The roads were empty for a Saturday night, Finn was headed to the cabin, the place he had called home for a few months now, and he wasn't exactly excited about going back there.

As much as he didn't like to admit it, it got a bit lonely. When there weren't any parties the house was as dead as a graveyard.

And usually Finn would go out to fill up the emptiness. But tonight he was in no mood.

Cecily had gone back to campus this weekend, and Dave was at his humble home.

Yes, Dave had offered to stay here and keep Finn company, but Finn had been such a dick to him, that Dave had no other choice but to go home, the home where unlike Finn, Dave wasn't greeted by utter silence.

Finn unlocked the front door, and threw his key into the little jar on the small table next to the coat hanger

Finn wasn't a dick to Dave because Dave deserved it, but because as much as he didn't like to admit it, he was jealous of Dave, because Dave could go home to mom and Dad

''Fuck that shit'' he muttered under his breath, hating himself for admitting this

Frustrated, Finn went into the lounge area and threw himself on the nearest sofa, flicking on the T.V

Some news channel was on; Finn stared at the screen absentmindedly, his mind reeling from the weeks past activities unintentionally.

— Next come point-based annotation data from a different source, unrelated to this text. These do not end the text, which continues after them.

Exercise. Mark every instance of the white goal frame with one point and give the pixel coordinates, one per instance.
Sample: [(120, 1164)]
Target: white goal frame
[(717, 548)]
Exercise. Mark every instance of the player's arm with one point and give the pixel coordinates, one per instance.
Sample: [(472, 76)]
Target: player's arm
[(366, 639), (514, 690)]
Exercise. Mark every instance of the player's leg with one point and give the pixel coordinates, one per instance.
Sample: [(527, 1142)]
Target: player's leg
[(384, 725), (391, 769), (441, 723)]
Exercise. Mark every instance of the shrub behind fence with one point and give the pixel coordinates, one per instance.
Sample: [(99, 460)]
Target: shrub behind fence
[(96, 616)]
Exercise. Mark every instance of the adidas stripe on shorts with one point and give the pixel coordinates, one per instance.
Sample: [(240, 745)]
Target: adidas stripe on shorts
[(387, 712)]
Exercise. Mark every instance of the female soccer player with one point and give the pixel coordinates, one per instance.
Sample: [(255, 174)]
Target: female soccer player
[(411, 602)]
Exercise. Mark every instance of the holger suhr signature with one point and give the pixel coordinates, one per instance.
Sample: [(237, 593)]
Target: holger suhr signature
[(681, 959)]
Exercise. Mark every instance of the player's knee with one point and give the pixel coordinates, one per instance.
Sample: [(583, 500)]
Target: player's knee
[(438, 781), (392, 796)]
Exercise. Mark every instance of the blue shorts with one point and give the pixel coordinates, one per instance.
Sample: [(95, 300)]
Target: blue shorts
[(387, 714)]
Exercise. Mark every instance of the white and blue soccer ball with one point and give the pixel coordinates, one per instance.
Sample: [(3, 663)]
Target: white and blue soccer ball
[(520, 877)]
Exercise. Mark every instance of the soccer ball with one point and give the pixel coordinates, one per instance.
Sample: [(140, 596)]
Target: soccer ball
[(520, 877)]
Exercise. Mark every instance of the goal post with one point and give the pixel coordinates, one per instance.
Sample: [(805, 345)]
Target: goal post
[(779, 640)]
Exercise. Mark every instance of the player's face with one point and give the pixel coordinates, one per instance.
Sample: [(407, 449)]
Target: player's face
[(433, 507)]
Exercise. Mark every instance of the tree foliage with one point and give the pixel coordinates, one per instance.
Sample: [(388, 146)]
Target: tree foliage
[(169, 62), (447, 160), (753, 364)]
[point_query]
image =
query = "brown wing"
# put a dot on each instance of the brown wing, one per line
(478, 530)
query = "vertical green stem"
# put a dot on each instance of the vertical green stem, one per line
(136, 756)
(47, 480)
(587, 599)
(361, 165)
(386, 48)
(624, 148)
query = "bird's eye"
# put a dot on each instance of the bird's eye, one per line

A distraction, - that was what he needed.

He could call someone to come over, Claudia maybe...... nah, he wasn't in the mood

Sighing

Finn knew he was only this disorientated because he was trying to keep his mind off thoughts of Emily

He scoffed ''mommy issues''

He did not have Mommy issues,

Emily knew nothing

His mom couldn't have given two fucks about him.

For the longest time Finn had thought Claire loved him more than anything, at least she had always told Finn that.

Finn and Claire used to do these crazy things, go on adventures like go to the beach at six in the morning, and stay there in the sand till the sun came up, or make up weird songs on the highway abut yellow spiders that wore aprons, and when people would stop at the red light and hear them, they would laugh and give them money.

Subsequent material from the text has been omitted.